New process for me, “etching” stainless steel. I don’t think its a true etch as material is not removed, rather it is deposited and laser fused. Others may be able to explain better. The process involves cleaning the stainless with acetone, then spraying on a coating of CRC 3084 Dry Moly Lube (or other molybdenum based product), let dry, wipe excess off with dry cloth, then laser. When finished, wipe to remove unlasered moly product with acetone dipped cloth. The fused moly will not rub off, not supposed to ware off, and during testing I found it was necessary to grind or sand off if desired to remove, it seemed I had to remove metal to also remove the fusing. This is a process I picked up from @TomWS, kudos to Tom and others.
The YETI tumbler in the pic has somewhat of a brushed stainless finish (factory), and the process worked well with a deep black finish as you see. I also tried it on some 304 stainless that I plasma cut and polished with a flapper disk, leaving a swirl pattern finish, but the black did not seem to pop as much, was more of a dull gray, and the underlying swirl pattern was distracting to my eye. So I tried another with a sanded finish using 400 grit wet sand paper, and found that it too popped with a deep black finish. So perhaps the finish prep is parallel line sanding, not swirls. That sort of makes sense since you have to find a good angle for best viewing, and with parallel vs. random finish lines the reflected light is more uniform and may appear deeper black.

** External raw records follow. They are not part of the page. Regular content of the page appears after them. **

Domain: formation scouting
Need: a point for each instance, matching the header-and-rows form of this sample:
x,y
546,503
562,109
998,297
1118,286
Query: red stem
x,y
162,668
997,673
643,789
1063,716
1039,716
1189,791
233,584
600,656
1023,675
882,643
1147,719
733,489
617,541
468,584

The laser specs were: Neje A40640 (dual diode 15W or so), 25psi air assist (not sure that’s relevant but it keeps my lens clean) 400mm/m @ 100% pwr, 0.1mm interval, raster scan, 1 pass, fine focus. For a finer image edge finish I’ve used 800mm/m at 0.05mm interval, the scan tracks are overlapping each other about 50% so its the same power exposure as the 400mm/m at 0.1 interval. I don’t like running at 100% power, so I will likely find a feedrate that can run 85% power.